Asmodeus and the Wicked Wizard of the East
Copyright© 2020 by Jedi Serf
Chapter 5: The Fiery Wrath of Asmodeus
I was feeling like I was in the middle of one of those bad dreams that aren’t quite nightmares, but that still make no sense at all. There was a troop of bloodthirsty Indians on their way. These guys were like the Wizard’s enforcers, only they weren’t flying monkeys. They were also his executioners. They were expected to arrive at mid-day. They were going to murder not only my pretty hostess, but also her half dozen friends, and display their heads on stakes. Probably mine too, if they caught me. I took that very personally.
Why the officially sanctioned bloody murder?
For conjuring me.
I knew damned well that I was no threat to anyone. I wasn’t really a demon. I sold sea shells by the sea shore.

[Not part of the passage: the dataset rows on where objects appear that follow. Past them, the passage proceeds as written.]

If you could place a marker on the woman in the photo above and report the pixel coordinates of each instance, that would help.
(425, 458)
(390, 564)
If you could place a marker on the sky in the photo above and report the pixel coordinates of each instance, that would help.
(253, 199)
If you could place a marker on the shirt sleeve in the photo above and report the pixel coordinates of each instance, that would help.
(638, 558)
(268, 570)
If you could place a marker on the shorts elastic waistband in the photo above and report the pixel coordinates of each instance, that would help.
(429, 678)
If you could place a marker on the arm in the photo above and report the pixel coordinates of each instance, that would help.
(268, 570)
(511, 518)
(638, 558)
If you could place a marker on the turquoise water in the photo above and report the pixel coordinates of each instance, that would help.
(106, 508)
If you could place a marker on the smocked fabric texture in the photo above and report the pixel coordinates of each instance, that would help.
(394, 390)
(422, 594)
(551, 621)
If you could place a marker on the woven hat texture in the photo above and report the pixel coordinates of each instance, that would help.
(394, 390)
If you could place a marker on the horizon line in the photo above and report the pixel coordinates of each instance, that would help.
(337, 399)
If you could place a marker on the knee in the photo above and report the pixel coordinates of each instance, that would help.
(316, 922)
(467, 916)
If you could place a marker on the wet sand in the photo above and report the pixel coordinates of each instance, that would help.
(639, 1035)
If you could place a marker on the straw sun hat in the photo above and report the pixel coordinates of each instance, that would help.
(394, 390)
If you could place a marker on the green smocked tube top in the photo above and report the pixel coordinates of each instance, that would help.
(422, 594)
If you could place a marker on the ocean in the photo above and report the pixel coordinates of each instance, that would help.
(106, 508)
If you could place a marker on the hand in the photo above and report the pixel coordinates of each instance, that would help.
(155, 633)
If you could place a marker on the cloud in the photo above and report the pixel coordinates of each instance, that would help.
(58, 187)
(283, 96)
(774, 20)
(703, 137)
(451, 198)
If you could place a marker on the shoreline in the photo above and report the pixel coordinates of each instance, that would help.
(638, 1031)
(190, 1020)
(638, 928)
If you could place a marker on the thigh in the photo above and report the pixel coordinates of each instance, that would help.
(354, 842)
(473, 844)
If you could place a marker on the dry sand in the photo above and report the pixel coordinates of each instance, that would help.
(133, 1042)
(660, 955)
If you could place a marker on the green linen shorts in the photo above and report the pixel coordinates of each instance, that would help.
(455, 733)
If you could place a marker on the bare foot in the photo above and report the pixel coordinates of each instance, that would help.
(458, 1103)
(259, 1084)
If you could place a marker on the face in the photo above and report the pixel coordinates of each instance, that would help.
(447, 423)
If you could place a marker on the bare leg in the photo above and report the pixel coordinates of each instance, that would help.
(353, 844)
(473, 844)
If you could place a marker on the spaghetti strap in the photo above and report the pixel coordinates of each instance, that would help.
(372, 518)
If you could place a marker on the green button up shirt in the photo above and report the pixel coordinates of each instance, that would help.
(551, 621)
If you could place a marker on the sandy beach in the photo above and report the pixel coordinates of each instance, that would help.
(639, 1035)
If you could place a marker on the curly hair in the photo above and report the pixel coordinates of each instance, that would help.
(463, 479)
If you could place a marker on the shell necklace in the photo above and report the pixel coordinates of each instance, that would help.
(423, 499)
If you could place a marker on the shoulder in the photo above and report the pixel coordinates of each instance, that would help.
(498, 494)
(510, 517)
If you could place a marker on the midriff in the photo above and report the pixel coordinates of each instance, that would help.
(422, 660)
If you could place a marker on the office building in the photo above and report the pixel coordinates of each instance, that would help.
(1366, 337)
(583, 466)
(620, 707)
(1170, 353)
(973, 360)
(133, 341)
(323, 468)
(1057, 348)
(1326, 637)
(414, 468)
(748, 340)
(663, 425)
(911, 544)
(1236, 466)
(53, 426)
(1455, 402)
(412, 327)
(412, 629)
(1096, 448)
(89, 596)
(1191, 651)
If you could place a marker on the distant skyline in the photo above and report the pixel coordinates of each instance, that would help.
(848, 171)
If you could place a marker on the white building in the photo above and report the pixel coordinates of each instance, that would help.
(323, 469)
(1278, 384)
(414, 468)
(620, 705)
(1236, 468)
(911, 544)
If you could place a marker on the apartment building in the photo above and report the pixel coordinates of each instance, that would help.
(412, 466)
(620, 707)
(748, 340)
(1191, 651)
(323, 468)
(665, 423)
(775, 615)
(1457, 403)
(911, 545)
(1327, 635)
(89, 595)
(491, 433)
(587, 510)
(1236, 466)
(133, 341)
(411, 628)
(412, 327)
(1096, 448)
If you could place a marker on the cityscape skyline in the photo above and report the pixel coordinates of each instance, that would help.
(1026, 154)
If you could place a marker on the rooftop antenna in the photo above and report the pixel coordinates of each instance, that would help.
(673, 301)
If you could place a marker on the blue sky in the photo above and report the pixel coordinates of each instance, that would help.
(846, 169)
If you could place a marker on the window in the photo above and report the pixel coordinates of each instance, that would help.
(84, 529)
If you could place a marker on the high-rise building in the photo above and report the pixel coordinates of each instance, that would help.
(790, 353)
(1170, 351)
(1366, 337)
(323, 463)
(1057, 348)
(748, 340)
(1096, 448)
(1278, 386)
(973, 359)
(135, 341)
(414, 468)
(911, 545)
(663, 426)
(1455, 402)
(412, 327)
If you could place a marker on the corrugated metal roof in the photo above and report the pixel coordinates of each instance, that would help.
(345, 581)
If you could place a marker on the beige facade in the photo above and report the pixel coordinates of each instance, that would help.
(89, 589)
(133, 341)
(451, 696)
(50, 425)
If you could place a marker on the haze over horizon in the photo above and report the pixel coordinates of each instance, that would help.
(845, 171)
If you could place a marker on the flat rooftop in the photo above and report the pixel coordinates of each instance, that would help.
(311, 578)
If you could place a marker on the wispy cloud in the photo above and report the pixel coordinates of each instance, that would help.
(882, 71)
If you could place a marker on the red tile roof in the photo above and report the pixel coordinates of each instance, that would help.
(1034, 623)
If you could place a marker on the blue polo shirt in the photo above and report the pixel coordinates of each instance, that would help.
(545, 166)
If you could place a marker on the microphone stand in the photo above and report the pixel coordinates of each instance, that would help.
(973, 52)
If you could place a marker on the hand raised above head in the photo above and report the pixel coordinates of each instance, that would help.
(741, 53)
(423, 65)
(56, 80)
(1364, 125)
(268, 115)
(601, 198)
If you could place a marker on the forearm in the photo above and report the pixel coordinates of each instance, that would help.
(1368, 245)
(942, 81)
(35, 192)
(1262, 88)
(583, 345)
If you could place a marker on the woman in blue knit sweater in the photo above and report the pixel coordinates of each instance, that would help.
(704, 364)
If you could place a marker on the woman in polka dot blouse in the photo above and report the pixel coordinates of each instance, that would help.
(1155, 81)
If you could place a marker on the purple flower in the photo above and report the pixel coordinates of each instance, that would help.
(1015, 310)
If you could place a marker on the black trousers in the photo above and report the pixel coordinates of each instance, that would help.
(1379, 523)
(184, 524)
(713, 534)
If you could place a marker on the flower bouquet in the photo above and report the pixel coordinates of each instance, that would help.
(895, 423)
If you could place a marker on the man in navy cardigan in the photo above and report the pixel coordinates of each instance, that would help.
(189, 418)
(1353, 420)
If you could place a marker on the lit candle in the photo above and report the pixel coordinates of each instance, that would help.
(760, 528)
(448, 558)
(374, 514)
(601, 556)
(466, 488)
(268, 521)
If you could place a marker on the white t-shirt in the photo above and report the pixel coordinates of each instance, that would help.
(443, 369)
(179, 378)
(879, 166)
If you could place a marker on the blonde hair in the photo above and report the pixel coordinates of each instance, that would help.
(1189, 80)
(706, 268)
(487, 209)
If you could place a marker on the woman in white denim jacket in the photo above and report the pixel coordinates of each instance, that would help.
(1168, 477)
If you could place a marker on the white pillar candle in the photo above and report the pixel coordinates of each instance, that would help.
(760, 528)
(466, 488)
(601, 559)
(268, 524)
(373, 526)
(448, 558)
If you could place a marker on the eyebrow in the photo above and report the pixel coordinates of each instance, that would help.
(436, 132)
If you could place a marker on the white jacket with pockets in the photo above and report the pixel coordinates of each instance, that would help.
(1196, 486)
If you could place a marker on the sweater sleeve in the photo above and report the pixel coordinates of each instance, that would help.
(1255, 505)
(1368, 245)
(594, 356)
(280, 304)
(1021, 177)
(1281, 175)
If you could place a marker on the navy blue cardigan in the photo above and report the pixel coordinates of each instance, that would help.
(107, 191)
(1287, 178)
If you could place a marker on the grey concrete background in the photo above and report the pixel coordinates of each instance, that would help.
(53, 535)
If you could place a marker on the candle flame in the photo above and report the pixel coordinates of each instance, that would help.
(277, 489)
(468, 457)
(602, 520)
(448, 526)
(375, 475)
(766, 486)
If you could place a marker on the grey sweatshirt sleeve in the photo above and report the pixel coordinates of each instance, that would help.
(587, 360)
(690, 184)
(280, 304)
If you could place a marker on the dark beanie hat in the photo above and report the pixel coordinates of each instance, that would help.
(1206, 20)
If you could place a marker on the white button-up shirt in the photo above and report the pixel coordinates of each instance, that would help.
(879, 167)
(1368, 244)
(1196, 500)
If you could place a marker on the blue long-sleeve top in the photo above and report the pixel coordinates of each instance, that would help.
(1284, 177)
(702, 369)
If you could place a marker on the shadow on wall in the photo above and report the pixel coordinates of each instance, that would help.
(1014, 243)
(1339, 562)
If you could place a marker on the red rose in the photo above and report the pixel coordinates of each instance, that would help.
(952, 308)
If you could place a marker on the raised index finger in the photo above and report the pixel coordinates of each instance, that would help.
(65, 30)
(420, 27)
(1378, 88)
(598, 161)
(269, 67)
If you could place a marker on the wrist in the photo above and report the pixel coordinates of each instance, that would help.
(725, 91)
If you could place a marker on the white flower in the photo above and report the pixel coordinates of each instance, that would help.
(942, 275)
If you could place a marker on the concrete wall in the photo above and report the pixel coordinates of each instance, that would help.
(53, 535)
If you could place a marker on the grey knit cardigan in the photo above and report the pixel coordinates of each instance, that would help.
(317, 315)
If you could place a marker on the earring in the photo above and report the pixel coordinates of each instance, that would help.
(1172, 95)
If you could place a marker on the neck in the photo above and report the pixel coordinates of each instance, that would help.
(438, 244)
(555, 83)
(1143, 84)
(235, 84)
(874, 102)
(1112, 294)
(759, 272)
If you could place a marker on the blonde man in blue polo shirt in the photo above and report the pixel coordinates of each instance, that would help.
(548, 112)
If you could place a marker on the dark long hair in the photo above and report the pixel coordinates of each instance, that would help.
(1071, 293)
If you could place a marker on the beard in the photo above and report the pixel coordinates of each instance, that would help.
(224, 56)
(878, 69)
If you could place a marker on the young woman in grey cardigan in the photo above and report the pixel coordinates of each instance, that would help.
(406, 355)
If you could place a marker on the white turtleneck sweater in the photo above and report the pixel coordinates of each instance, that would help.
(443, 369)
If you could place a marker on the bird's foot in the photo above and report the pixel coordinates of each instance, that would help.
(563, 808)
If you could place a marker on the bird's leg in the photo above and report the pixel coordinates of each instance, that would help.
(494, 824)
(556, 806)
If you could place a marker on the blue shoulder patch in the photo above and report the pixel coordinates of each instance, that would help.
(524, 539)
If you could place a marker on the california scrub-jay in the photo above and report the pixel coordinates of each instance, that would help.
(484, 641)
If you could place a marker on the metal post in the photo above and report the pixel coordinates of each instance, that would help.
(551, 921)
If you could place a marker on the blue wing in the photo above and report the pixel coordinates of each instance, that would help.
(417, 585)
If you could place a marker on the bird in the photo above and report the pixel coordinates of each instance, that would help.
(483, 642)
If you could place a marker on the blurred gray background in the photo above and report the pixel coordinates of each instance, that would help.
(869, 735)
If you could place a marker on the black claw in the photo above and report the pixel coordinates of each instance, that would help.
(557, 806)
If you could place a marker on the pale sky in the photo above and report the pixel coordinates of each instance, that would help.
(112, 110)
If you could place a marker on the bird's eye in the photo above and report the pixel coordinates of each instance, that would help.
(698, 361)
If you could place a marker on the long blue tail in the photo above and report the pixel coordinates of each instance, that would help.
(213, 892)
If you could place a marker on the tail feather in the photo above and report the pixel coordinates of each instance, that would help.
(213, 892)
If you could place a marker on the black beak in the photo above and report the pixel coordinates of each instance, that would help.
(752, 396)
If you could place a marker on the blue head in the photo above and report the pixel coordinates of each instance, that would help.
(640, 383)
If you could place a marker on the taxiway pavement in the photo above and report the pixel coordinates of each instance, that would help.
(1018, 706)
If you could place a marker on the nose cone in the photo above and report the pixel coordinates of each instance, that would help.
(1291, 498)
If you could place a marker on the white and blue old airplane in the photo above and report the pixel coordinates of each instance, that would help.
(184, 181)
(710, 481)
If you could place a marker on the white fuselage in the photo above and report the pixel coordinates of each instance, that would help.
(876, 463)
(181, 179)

True, I had once been a shooter in Afghanistan, but this was a world without guns. How can you have gunpowder with no guns? Same reason the Chinese had invented it: They liked fireworks, and they used the stuff in making magic. When they actually went to war, they shot arrows at each other, hacked at each other with swords, threw spears and big rocks, and trampled each other with horses. Usually they talked until they couldn’t stand hearing themselves drone anymore, when the head of one side would have the head of the other side poisoned. Sometimes the idea would occur to both of them at the same time and then peace would reign throughout the land for two or three days, until this legion or that proclaimed their general Imperator. Often the idea would occur to several legions at the same time and they’d shoot arrows at each other, hack each other with swords, ride over each other with horses, et cetera, et cetera, et cetera. At least by now, after all this time, the Imperator had to have a blood claim, or at least a claim by marriage.
I wasn’t really worried. I was pissed off. Remember, I could pop from reality stream to reality stream. I’d been doing it since I was eight years old, that I’d noticed. One stream of reality looks much like the one next to it, whichever direction you go, unless you get the kind of enormous jolt I had. This little coven could all join hands and the bunch of us would find ourselves someplace much like where we were, maybe a few dozen Planck’s lengths away and out of danger. If they were touching me, they’d come along when I left. The ladies would wonder what happened to the bloodthirsty savages that were going to hack their heads off. The head choppers would wonder where everybody went. All would be peace and love and all that other hippy stuff, until we ran into another set of problems. I’d get to know ye faire Nevianne better – I was hoping for a lot better – and eventually I’d either find my way back to where I’d started or to someplace that was at least congenial. As long as it held seashore, sea shells, and tourists I’d be happy and maybe even prosperous.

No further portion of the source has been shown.